In total, the US has raised tariffs on around $450 billion of trade since the initial moves were made by the administration of president Donald Trump. While initial hopes were that Joe Biden would take a different approach since entering the White House in 2021, these have proven to be unfounded, with the Trump tariffs largely kept and even expanded on.
Overall, US tariffs affect around 18 percent of its Chinese imports, equivalent to 2.6 percent of its GDP, while China's retaliatory measures impact 11 percent of its own imports, or 3.6 percent of its GDP.
So as the world's two largest economies continue to enact restrictions and pressure allies around the world to do the same, let's take a look at what the main disputes are, the impact this is having on bilateral trade between the two parties and what the coming months and years are likely to hold.
Hi-tech sector a key battleground
One of the biggest areas affected by the dispute is the hi-tech sector, with semiconductors a key focus for the US. Despite China's large electronics manufacturing industry, it has little capability to produce the most advanced chips on its own, and so has long been reliant on imports.
However, last year the US enacted the first in a series of tough export controls that have severely restricted shipments. This initially targeted the most powerful items, but there are expectations that this could be expanded in the near future, potentially covering new, less-powerful chips developed by the likes of Nvidia specifically to avoid the previous controls.
In response, China has imposed its own restrictions, focusing on some of the key raw materials such as rare earth minerals that are required for chip manufacturing. While not official bans, it does mean exporters will need to complete rigorous approvals processes before being allowed to move goods, and enables Beijing to keep a close hold over shipment volume.
US-China trade on the decline
The growing tensions are also reflected in overall trade figures between the two nations. Although 2022 set new records for trade, with data from the US Bureau of Economic Analysis finding US imports of goods from China grew by 6.3 percent year-on-year to reach $536.8 billion and exports to China rose by 1.5 percent year-on-year to reach $153.8 billion, 2023 has seen a different story.
Fobres noted recently that as of May this year, China accounted for 13.35 percent of all US imports - down from around 20 percent five years ago. It added the biggest declines have been seen in areas such as computers, cellphones and children's toys.
The latest figures from China's authorities backed this up, with trade values in June suffering their biggest decline in almost three years. A 24 percent year-on-year drop in exports to the US was said to be one of the biggest contributors to this.
There may also be knock-on effects to other countries, both positive and negative. For instance, the Netherlands and Japan have followed the US' lead of chip export restrictions, while several countries have emphasized the importance of trade diversification.
Meanwhile, one study by CEPR noted that some other countries have been able to boost their exports to the US as a result of the dispute. The biggest winners include Vietnam, Thailand, South Korea and Mexico.
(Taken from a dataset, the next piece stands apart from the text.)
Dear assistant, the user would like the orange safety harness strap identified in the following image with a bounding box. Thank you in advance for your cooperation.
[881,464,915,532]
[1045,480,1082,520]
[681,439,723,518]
The research noted: "Overall ... the trade war generally enhanced trade opportunities for most countries rather than just causing shifts in trade patterns across destinations."
Will in-person talks improve relations?
Despite the frosty relations, efforts to resolve some of the disagreements are ongoing. Earlier this month, US trade secretary Janet Yellen made a visit to Beijing, where she met with officials including vice-premier He Lifeng.
Sher emphasized the need for better communication between the two sides and stressed that the US believes there is room for both countries to thrive.
Ms Yellen added Washington wants to see a "dynamic and healthy global economy that is open, free and fair, not one that is fragmented or forces countries to take sides". However, she also warned that the US will continue to push back against what it views as unfair trade practices from Beijing.
The trade secretary's visit followed on from a trip by secretary of state Anthony Blinken in June, while high profile business leaders including Bill Gates and Elon Musk have also visited China recently.
However, while such efforts may be vital in keeping talks going, some commentators have suggested the rift is only set to grow in the coming months.
For instance, Cameron Johnson, a partner at consulting firm Tidal Wave Solution, told the South China Morning Post: “With the election season in 2024, the chance of relations deteriorating is high, especially with US presidential election candidates attacking the Biden administration."
He added that diplomatic efforts now may help keep further deterioration to a minimum.